The Cooperstown high school gridiron season ended Friday afternoon when the Redskins fell to a powerful Oneonta high school eleven, 21 to 13. The traditional game between the two schools was played before a throng of 2,500 at the new Webb Island field. Trailing throughout the contest, and after Oneonta scored its last touchdown with less than two minutes remaining, the Redskins scored two touchdowns, the first drive starting with an aerial heave from star back Walt Eggleston to Jim Callahan. Bob Dodge then took the handoff on a reverse, smashed off right tackle and took it to the Oneonta twelve before going out of bounds. Two plays later Eggleston scored when Dodge passed to Callahan who lateraled to Eggleston. Eggleston dropkicked the extra point. The Redskins then recovered an Oneonta fumble and scored on a 35-yard pass from Eggleston to Callahan who took it in from the five.
November 9, 1938

Paul S. Kerr, President of the National Baseball Hall of Fame and Museum, Inc. announced the appointment of Ken Smith as Director of the National Baseball Hall of Fame & Museum. He covered baseball for the Hartford Courant while attending Trinity College and later became office boy for the New York Evening Mail. Smith has been with the New York Mirror since 1931 and covered major league baseball for 38 years.

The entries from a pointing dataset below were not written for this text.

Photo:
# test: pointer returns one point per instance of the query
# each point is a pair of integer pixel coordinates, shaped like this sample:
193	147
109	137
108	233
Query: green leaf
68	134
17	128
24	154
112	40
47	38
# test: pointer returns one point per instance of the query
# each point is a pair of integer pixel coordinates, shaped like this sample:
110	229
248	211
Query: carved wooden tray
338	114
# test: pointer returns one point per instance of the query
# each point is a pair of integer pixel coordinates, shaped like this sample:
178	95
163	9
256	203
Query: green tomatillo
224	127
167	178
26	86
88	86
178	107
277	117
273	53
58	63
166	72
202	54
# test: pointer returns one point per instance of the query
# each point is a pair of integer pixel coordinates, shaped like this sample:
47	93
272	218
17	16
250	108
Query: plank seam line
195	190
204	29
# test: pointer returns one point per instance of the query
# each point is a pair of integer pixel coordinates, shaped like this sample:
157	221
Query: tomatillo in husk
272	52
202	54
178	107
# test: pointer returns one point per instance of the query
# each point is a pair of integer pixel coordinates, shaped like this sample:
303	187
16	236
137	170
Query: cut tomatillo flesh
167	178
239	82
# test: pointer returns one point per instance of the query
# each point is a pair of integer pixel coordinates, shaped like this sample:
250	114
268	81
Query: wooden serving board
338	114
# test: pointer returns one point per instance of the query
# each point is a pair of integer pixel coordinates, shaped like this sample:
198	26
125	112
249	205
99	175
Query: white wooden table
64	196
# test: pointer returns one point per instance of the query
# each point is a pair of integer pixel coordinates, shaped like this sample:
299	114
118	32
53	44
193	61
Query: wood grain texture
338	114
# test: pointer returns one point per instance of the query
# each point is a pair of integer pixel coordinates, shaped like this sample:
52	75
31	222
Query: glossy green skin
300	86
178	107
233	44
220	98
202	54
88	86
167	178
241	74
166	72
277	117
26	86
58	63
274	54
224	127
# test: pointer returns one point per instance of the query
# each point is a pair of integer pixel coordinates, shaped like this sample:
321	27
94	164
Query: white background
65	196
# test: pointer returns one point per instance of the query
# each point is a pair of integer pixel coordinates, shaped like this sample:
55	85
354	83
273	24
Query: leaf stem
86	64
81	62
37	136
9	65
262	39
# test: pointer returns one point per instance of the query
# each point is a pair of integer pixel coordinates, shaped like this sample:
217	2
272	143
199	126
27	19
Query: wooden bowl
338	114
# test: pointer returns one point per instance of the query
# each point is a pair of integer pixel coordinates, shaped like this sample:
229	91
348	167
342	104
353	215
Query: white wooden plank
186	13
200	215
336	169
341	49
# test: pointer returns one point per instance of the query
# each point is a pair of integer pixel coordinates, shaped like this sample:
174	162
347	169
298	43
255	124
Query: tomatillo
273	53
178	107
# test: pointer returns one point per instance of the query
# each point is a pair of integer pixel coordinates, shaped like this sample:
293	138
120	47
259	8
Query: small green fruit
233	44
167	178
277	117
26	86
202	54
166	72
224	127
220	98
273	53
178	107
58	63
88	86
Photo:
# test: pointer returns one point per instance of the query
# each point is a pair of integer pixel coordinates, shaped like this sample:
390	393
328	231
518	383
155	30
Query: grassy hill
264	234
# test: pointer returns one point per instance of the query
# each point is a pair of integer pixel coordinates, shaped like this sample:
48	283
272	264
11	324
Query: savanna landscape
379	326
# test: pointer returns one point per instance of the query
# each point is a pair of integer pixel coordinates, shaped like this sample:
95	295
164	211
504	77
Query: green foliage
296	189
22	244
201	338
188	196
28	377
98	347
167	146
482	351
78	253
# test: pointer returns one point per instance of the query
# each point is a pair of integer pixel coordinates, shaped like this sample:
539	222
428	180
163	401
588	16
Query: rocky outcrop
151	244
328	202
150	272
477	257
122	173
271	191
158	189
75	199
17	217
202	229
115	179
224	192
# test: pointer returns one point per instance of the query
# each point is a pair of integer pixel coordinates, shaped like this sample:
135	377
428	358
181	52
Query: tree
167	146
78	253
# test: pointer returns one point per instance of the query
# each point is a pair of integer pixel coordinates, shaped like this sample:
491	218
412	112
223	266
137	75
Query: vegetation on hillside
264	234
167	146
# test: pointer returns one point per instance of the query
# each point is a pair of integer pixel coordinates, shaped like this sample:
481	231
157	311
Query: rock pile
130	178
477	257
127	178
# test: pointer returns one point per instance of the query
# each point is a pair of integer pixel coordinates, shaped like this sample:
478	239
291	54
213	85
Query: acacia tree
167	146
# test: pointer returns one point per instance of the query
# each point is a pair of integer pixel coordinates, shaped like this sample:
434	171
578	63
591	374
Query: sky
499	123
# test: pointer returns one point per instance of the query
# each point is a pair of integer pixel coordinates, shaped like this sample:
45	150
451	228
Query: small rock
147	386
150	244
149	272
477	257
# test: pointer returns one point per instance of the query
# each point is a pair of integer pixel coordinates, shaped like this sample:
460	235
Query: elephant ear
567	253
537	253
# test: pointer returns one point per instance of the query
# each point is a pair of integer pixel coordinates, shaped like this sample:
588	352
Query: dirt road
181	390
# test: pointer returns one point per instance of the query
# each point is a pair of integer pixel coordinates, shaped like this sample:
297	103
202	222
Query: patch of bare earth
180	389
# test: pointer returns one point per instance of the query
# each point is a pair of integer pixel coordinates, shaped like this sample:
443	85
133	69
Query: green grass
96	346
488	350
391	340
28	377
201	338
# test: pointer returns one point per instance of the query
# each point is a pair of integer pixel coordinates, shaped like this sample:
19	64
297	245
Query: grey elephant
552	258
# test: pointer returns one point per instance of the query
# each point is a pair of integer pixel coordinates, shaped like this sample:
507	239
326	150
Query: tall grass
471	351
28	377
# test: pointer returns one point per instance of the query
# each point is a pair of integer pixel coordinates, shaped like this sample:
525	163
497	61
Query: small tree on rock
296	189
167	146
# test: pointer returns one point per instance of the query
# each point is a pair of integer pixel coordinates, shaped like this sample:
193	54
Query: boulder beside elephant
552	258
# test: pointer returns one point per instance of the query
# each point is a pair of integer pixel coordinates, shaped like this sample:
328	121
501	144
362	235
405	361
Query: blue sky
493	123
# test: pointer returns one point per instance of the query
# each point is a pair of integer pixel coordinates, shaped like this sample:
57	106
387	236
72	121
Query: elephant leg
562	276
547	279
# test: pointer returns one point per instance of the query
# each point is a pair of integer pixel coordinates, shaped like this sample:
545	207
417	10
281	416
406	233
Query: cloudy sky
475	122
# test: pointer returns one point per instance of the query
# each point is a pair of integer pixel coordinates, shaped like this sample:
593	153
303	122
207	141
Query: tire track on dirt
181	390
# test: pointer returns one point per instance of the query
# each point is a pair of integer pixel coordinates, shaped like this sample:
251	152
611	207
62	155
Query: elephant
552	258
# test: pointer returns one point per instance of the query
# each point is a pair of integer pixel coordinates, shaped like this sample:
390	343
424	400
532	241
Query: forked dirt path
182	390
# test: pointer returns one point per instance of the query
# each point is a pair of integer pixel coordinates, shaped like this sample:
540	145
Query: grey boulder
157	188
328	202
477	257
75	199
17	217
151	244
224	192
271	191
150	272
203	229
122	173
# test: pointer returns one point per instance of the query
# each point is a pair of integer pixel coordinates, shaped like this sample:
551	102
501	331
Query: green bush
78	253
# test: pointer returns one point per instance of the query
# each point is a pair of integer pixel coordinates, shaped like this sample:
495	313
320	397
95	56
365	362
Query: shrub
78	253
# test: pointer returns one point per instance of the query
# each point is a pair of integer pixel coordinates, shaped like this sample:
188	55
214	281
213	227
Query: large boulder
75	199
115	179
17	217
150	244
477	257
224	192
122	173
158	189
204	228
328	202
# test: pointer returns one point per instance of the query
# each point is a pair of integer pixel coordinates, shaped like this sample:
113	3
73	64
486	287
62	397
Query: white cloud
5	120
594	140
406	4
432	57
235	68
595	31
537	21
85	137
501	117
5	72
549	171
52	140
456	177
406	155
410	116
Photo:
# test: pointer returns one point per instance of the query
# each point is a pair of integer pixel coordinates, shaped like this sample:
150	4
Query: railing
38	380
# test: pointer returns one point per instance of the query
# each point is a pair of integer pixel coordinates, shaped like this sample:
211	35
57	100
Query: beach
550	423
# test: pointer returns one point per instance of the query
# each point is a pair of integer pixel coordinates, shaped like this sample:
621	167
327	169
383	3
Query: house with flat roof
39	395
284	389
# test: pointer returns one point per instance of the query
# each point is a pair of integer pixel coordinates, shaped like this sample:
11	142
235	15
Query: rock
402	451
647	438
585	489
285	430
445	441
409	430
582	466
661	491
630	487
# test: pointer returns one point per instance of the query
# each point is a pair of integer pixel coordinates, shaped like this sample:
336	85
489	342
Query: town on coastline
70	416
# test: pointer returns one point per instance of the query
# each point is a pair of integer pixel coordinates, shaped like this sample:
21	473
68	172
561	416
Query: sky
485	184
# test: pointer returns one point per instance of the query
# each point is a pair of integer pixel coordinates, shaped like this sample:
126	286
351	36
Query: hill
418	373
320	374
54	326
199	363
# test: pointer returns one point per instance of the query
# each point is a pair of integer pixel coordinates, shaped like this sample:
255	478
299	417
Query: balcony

He helped to count ballots in the first election for Hall of Fame members in 1936 and attended the dedication of the National Baseball Hall of Fame and Museum in 1939.
November 6, 1963

Jennie Bailey Elliott celebrated her 100th birthday at Woodside Hall October 21. Mrs. Elliott was born on October 21, 1888 in Massena, the daughter of Frank and Anna Miller Bailey. She graduated from Syracuse University in 1910, majoring in music. For many years, she taught lessons and played the church organ. She married Carl Elliott and lived in Massena until she was 94 before joining her daughter Jane Brayden in Cooperstown.